C’est par la Grande-Bretagne, laquelle a évidemment sa préférence, que notre auteur entreprend son diagnostic, après l’avoir caractérisée par le signalement suivant : knight, merchant and protesters. Elle nous déclare d’abord que cet examen est plus difficile qu’ailleurs, parce que le peuple britannique a la caractéristique d’accepter les dogmes politiques qui lui sont proposés, sans qu’il soit besoin d’en discuter ; en fait, « ils détestent la logique ». Une autre caractéristique de son comportement est qu’il répugne aussi au changement, et donc à celui du statut international de la Grande-Bretagne ; pour la même raison, il répugne aussi à se projeter vers l’avenir, et par suite la politique y est essentiellement « réactive ». Dans le domaine nucléaire qui nous intéresse ici plus directement, l’histoire récente montre que, plus qu’ailleurs, on y a craint des frappes soviétiques, et que par conséquent la discussion y a toujours été vive entre partisans de la deterrence et les adversaires de cette bloody H bomb. Quant à sa politique extérieure, elle est marquée par sa conviction qu’on peut toujours arriver à s’entendre avec l’adversaire, en lui faisant ressortir la « convergence des intérêts » ; et que, donc, on recherche avant tout — cela nous le savions — « l’équilibre des puissances » (balance of powers), ce qui autorise des changements d’alliances. Toutefois, cela ne saurait concerner les « relations spéciales » avec les États-Unis et l’attachement fondamental à l’Otan : The permanent Alliance.

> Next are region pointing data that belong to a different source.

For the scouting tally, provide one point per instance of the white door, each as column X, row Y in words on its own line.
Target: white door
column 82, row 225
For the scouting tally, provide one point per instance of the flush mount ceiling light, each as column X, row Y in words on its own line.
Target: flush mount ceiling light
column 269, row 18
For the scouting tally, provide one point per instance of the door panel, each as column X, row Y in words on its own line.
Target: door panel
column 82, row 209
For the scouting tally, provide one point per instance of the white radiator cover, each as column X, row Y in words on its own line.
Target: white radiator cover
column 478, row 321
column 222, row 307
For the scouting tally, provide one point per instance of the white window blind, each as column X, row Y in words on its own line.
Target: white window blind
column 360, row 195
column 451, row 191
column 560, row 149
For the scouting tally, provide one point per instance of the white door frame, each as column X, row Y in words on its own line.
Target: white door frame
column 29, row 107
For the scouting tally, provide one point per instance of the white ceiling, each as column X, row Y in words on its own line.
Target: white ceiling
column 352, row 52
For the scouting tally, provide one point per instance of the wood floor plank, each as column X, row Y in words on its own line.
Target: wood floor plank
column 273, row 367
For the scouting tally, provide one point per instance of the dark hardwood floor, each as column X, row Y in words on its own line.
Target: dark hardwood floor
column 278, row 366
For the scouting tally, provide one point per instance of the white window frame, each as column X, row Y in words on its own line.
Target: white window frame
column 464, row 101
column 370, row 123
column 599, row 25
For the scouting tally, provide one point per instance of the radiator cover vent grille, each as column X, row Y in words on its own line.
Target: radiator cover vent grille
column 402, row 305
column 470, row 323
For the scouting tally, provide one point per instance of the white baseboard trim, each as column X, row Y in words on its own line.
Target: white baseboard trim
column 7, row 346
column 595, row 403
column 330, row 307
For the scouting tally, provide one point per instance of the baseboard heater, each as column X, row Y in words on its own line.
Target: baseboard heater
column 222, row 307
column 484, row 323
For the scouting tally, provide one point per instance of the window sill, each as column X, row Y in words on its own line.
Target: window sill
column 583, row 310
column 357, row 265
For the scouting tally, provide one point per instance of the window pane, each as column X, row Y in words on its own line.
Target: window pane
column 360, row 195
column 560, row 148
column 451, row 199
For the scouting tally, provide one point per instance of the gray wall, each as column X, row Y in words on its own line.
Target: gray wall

Enfin, pour en revenir au domaine nucléaire, l’auteur note que l’on perçoit en Grande-Bretagne l’idée qu’elle pourrait en être le « moral leader », mais la majorité y est encore d’accord pour qu’elle conserve ses armes tant que les autres le feront.
Si nous passons maintenant à la partie concernant l’Allemagne, il faut noter d’abord qu’elle est intitulée, en anglais bien sûr, « Péché et rédemption ». L’auteur insiste en effet sur le rôle qu’a joué, dans son comportement politique et stratégique, le sentiment de sa culpabilité pendant l’époque hitlérienne. Il a en effet justifié, pour elle, et sa vulnérabilité et sa division pendant la guerre froide, considérées alors comme une punition. Cela explique aussi l’hostilité manifestée alors par sa population envers l’arme nucléaire, considérée comme préparant un « Auschwitz global », hostilité qui n’a été apaisée dans les milieux avertis que par la création du Nuclear Planning Group de l’Otan. Cela explique également la fixation qui s’est portée sur notre missile nucléaire à courte portée Pluton, sans que l’apaise ensuite le lancement du programme du missile Hadès à plus longue portée. Cette appréhension, soit dit en passant, mériterait une recherche approfondie des historiens, dans la mesure où nous ne la croyons pas vraiment justifiée. Pour en finir avec les observations de l’auteur relatives à l’Allemagne, peut-être encore valables pour l’avenir, mentionnons aussi la profonde divergence qui n’a cessé d’exister entre la coalition CDU-CSU et le SPD, tant en ce qui concerne les relations avec l’Est que touchant à l’arme nucléaire, et aussi au nucléaire en général, divergence encore accentuée de nos jours par l’intervention des Grünen.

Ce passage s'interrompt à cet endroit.